Everything feels quite bleak at the moment, but my over-arching view on all things Spurs is one of positivity. We’ve had a major restructure of the recruitment and analytics departments culminating in some good signings for the future, we have started paying our young players market rate and we have some gems in the academy (even beyond Mikey Moore). In June 2023 Daniel Levy told the Fan Advisory Board open meeting:
We made a conscious decision that we wanted a coach who would understand what we really wanted as a Club, which was to play attacking football, to enable everyone to enjoy coming to a match and be entertained, and also someone who understood the importance of the Academy.
Daniel Levy, Fan Advisory Board meeting, 9 June 2023 (Reported on tottenhamhotspur.com)
That is ‘The Project’. I mean, if you want my actual view on what The Project is, there is no ‘project’, but fans like to refer to one — maybe because it is easier to compartmentalise this stuff from previous poor decisions which seemed to veer away from the club’s strategy.

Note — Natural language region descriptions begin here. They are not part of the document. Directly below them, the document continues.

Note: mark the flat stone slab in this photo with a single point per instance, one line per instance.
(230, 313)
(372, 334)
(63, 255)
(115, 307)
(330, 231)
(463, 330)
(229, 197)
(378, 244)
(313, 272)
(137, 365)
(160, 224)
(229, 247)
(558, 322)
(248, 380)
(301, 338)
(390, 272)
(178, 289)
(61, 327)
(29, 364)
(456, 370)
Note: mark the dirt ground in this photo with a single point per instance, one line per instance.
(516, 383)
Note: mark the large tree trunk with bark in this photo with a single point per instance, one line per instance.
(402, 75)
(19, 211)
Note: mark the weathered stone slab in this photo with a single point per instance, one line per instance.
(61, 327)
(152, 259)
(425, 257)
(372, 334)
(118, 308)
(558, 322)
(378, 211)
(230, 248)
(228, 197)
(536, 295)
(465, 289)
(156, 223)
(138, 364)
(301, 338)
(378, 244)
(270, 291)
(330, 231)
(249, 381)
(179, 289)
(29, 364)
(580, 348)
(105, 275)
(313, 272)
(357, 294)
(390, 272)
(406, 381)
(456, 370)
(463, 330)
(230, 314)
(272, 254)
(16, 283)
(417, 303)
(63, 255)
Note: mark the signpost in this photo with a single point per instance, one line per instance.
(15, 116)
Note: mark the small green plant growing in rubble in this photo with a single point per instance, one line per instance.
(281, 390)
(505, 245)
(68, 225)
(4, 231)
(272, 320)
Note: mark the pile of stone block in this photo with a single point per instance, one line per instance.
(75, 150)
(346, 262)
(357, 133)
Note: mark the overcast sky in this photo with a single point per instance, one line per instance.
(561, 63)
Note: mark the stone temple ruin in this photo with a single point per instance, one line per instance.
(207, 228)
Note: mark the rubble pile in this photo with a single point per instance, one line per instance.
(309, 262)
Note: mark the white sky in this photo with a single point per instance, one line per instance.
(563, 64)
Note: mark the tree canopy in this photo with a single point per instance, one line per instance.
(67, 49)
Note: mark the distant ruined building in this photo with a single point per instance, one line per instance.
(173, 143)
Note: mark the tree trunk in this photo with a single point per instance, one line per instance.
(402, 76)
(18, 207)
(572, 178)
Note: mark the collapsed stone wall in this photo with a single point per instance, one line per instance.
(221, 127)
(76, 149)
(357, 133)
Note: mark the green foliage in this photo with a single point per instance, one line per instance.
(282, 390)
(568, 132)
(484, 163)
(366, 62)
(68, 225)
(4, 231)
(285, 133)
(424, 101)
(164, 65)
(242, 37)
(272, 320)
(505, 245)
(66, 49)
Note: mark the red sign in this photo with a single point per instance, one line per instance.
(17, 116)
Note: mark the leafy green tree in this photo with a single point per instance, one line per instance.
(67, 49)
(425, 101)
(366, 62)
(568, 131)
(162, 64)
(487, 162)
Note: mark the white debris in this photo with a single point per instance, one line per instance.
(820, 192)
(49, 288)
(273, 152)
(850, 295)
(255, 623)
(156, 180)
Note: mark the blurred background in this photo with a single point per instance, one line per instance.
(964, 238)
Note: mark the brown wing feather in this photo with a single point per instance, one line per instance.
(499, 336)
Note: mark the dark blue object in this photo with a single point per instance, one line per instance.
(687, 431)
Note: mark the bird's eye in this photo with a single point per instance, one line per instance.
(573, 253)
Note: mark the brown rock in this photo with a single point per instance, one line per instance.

Essentially Ange Postecoglou is a part of, hopefully, achieving the club’s strategic goals — success on the pitch whilst playing entertaining football and utilising home-grown players. If he doesn’t achieve these things, then the club will move on to another, similarly progressive Head Coach in the hope that they will. I think it’s that simple, and so I am pretty comfortable with the idea of moving on from Postecoglou (at some unknown point), even given previous poor appointments — I have faith we’ve learned our lessons, and have better people involved in the selection process now.